Homem bom

O lado bom do ser humano também se manifesta nas tragédias. Exemplo: Gilson da Silva perdeu a mãe, dois irmãos e três sobrinhos em Nova Friburgo, mas não parou para chorar. Ao lado de outros voluntários, foi ajudar a recolher corpos de outras vítimas da tragédia. Não tenho dúvidas de que, depois de tudo, ainda via encontrar tempo para chorar e lamentar a morte dos seus.

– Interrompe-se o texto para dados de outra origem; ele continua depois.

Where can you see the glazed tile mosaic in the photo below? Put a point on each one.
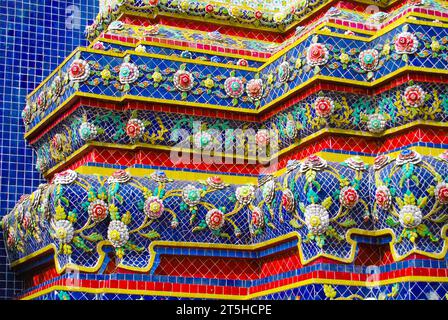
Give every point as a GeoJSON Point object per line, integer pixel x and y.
{"type": "Point", "coordinates": [228, 150]}
{"type": "Point", "coordinates": [36, 36]}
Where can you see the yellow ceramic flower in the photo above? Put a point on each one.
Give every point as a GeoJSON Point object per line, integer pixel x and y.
{"type": "Point", "coordinates": [435, 46]}
{"type": "Point", "coordinates": [157, 76]}
{"type": "Point", "coordinates": [209, 83]}
{"type": "Point", "coordinates": [344, 58]}
{"type": "Point", "coordinates": [105, 74]}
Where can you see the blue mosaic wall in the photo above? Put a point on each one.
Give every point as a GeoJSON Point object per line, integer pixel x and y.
{"type": "Point", "coordinates": [36, 37]}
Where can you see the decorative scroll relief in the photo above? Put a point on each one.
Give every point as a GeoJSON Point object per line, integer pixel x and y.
{"type": "Point", "coordinates": [324, 202]}
{"type": "Point", "coordinates": [156, 78]}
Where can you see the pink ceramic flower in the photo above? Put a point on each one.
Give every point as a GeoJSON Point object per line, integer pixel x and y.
{"type": "Point", "coordinates": [288, 200]}
{"type": "Point", "coordinates": [369, 59]}
{"type": "Point", "coordinates": [380, 162]}
{"type": "Point", "coordinates": [98, 210]}
{"type": "Point", "coordinates": [349, 197]}
{"type": "Point", "coordinates": [257, 217]}
{"type": "Point", "coordinates": [183, 80]}
{"type": "Point", "coordinates": [254, 89]}
{"type": "Point", "coordinates": [414, 96]}
{"type": "Point", "coordinates": [313, 162]}
{"type": "Point", "coordinates": [153, 207]}
{"type": "Point", "coordinates": [441, 193]}
{"type": "Point", "coordinates": [406, 42]}
{"type": "Point", "coordinates": [79, 71]}
{"type": "Point", "coordinates": [262, 138]}
{"type": "Point", "coordinates": [57, 142]}
{"type": "Point", "coordinates": [383, 197]}
{"type": "Point", "coordinates": [242, 63]}
{"type": "Point", "coordinates": [128, 73]}
{"type": "Point", "coordinates": [135, 128]}
{"type": "Point", "coordinates": [317, 54]}
{"type": "Point", "coordinates": [98, 46]}
{"type": "Point", "coordinates": [324, 106]}
{"type": "Point", "coordinates": [119, 176]}
{"type": "Point", "coordinates": [214, 219]}
{"type": "Point", "coordinates": [234, 87]}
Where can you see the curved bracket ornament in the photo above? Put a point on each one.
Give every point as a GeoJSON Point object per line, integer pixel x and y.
{"type": "Point", "coordinates": [411, 192]}
{"type": "Point", "coordinates": [78, 215]}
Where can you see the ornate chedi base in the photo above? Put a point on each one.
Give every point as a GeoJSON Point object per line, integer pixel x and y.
{"type": "Point", "coordinates": [349, 110]}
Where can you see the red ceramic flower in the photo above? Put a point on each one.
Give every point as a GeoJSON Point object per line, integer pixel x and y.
{"type": "Point", "coordinates": [98, 210]}
{"type": "Point", "coordinates": [406, 42]}
{"type": "Point", "coordinates": [214, 219]}
{"type": "Point", "coordinates": [324, 106]}
{"type": "Point", "coordinates": [414, 96]}
{"type": "Point", "coordinates": [317, 54]}
{"type": "Point", "coordinates": [441, 193]}
{"type": "Point", "coordinates": [349, 197]}
{"type": "Point", "coordinates": [383, 197]}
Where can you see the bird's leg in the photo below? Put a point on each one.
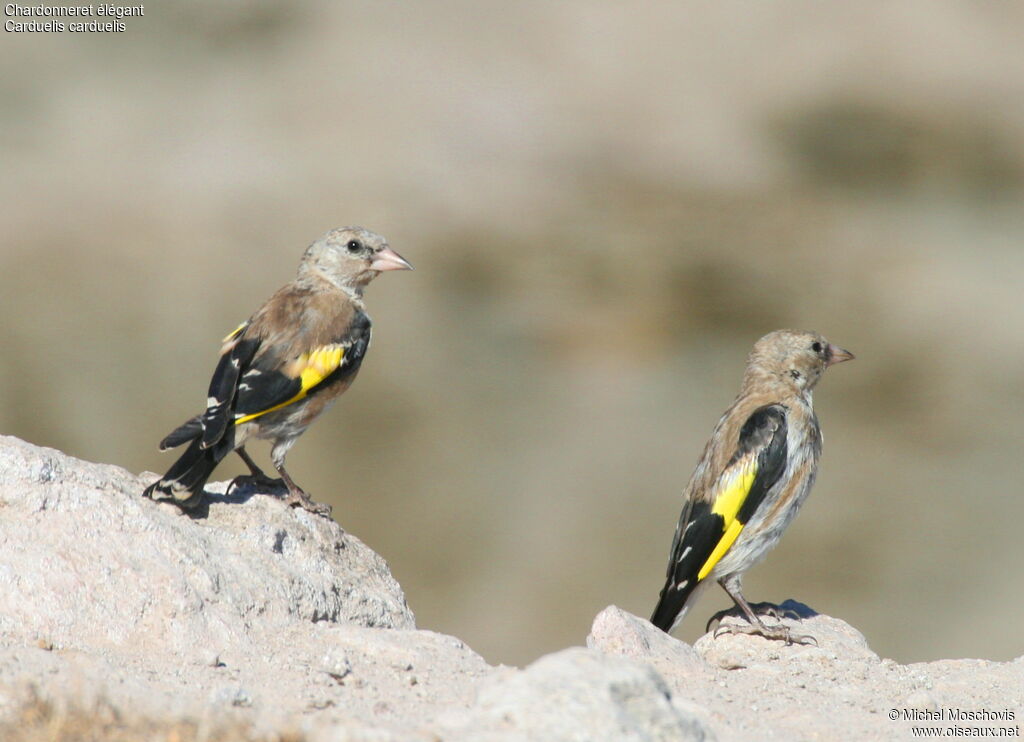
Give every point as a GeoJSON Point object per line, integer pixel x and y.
{"type": "Point", "coordinates": [755, 625]}
{"type": "Point", "coordinates": [257, 477]}
{"type": "Point", "coordinates": [297, 497]}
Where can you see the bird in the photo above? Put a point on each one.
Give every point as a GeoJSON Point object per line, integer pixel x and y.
{"type": "Point", "coordinates": [754, 475]}
{"type": "Point", "coordinates": [282, 367]}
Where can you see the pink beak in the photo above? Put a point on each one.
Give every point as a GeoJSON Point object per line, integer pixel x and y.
{"type": "Point", "coordinates": [387, 259]}
{"type": "Point", "coordinates": [838, 355]}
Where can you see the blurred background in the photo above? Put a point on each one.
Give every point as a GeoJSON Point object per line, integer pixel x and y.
{"type": "Point", "coordinates": [606, 206]}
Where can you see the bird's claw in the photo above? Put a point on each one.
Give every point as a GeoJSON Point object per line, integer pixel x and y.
{"type": "Point", "coordinates": [259, 482]}
{"type": "Point", "coordinates": [298, 498]}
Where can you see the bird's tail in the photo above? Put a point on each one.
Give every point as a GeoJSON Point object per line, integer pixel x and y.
{"type": "Point", "coordinates": [673, 605]}
{"type": "Point", "coordinates": [184, 480]}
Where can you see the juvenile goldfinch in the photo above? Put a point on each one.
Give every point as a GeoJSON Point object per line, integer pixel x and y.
{"type": "Point", "coordinates": [755, 473]}
{"type": "Point", "coordinates": [283, 366]}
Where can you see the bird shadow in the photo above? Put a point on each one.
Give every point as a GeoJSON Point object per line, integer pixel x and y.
{"type": "Point", "coordinates": [237, 493]}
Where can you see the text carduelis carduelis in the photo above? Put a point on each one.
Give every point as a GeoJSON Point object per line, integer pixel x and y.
{"type": "Point", "coordinates": [755, 473]}
{"type": "Point", "coordinates": [283, 366]}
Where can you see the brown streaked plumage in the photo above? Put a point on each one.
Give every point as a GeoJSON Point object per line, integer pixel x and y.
{"type": "Point", "coordinates": [754, 474]}
{"type": "Point", "coordinates": [283, 367]}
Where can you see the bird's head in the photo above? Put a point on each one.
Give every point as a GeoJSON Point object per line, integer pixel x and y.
{"type": "Point", "coordinates": [350, 258]}
{"type": "Point", "coordinates": [794, 358]}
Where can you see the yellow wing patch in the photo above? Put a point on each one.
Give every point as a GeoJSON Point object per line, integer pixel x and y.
{"type": "Point", "coordinates": [727, 505]}
{"type": "Point", "coordinates": [235, 333]}
{"type": "Point", "coordinates": [310, 368]}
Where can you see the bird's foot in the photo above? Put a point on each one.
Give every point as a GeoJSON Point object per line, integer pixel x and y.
{"type": "Point", "coordinates": [259, 482]}
{"type": "Point", "coordinates": [760, 609]}
{"type": "Point", "coordinates": [779, 633]}
{"type": "Point", "coordinates": [298, 498]}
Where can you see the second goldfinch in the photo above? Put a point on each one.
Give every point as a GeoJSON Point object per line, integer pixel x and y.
{"type": "Point", "coordinates": [283, 366]}
{"type": "Point", "coordinates": [755, 473]}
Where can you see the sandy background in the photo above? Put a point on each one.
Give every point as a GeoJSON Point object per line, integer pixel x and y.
{"type": "Point", "coordinates": [605, 208]}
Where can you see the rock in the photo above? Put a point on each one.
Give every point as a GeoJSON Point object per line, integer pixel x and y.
{"type": "Point", "coordinates": [253, 620]}
{"type": "Point", "coordinates": [579, 694]}
{"type": "Point", "coordinates": [833, 639]}
{"type": "Point", "coordinates": [617, 633]}
{"type": "Point", "coordinates": [253, 608]}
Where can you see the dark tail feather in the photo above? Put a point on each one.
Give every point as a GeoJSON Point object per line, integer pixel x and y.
{"type": "Point", "coordinates": [187, 431]}
{"type": "Point", "coordinates": [184, 480]}
{"type": "Point", "coordinates": [671, 606]}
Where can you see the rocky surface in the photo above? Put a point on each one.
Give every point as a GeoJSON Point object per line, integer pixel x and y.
{"type": "Point", "coordinates": [255, 613]}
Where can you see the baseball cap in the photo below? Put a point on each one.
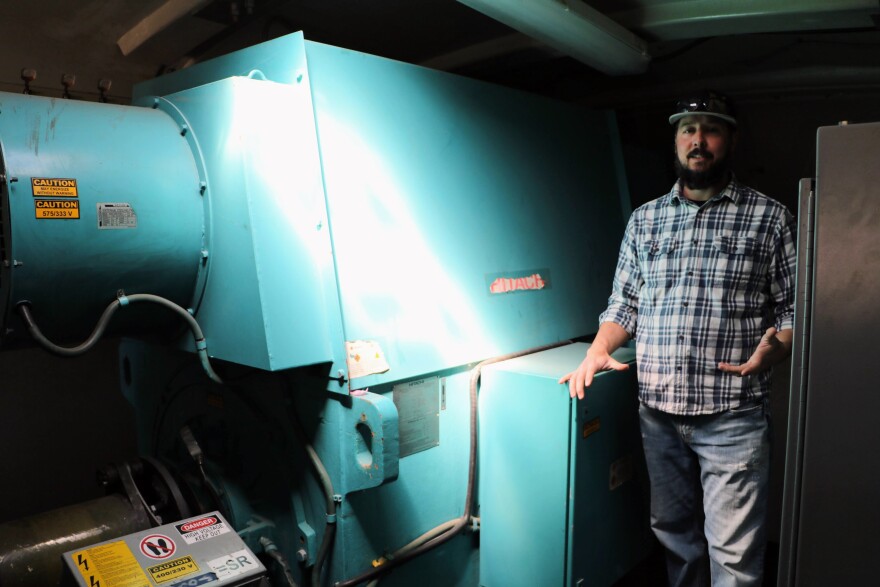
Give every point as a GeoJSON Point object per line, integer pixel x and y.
{"type": "Point", "coordinates": [708, 103]}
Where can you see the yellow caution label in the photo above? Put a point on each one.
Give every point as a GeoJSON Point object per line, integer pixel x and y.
{"type": "Point", "coordinates": [55, 187]}
{"type": "Point", "coordinates": [591, 427]}
{"type": "Point", "coordinates": [109, 565]}
{"type": "Point", "coordinates": [56, 209]}
{"type": "Point", "coordinates": [179, 567]}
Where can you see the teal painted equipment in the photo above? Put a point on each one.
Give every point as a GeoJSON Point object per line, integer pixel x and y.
{"type": "Point", "coordinates": [563, 485]}
{"type": "Point", "coordinates": [67, 165]}
{"type": "Point", "coordinates": [366, 199]}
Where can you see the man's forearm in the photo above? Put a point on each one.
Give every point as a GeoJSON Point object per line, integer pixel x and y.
{"type": "Point", "coordinates": [611, 336]}
{"type": "Point", "coordinates": [785, 338]}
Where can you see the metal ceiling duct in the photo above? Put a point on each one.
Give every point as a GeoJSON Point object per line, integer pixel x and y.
{"type": "Point", "coordinates": [573, 27]}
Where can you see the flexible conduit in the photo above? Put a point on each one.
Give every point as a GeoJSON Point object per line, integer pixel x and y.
{"type": "Point", "coordinates": [327, 487]}
{"type": "Point", "coordinates": [101, 326]}
{"type": "Point", "coordinates": [448, 530]}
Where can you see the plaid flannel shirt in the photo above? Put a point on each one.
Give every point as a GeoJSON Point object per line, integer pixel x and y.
{"type": "Point", "coordinates": [698, 285]}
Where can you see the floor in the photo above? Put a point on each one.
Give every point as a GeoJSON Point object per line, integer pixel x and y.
{"type": "Point", "coordinates": [652, 571]}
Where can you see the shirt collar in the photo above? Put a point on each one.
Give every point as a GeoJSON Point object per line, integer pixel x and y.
{"type": "Point", "coordinates": [732, 191]}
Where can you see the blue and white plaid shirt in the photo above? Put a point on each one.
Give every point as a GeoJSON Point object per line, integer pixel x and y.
{"type": "Point", "coordinates": [698, 285]}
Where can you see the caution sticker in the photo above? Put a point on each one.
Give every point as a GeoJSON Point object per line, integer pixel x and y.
{"type": "Point", "coordinates": [56, 209]}
{"type": "Point", "coordinates": [171, 570]}
{"type": "Point", "coordinates": [202, 529]}
{"type": "Point", "coordinates": [55, 187]}
{"type": "Point", "coordinates": [158, 546]}
{"type": "Point", "coordinates": [110, 564]}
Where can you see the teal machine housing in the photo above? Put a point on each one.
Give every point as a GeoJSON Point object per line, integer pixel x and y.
{"type": "Point", "coordinates": [355, 234]}
{"type": "Point", "coordinates": [564, 492]}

Depois da tragédia, a roubalheira

Não tenho  dúvidas: do dinheiro que será destinado aos municípios em face da tragédia fluminense, grande parte será desviada pelos abutres que estão no poder e pelos que, próximos do poder, se especializaram em malversar verbas públicas. E pode aguardar: ano que vem tem mais, infelizmente. É que essa gente  não tem sensibilidade. Disso todos temos ciência. Apesar do óbvio da questão, me permito fazer o registro, a guisa de indignação.

De quem é a culpa?

Quanto mais aprofundo o exame acerca do que ocorreu no estado do Rio de Janeiro  mais me convenço de que os responsáveis são os nossos homens públicos. Diversos são os artigos e editoriais que reafirmam essa minha convicção.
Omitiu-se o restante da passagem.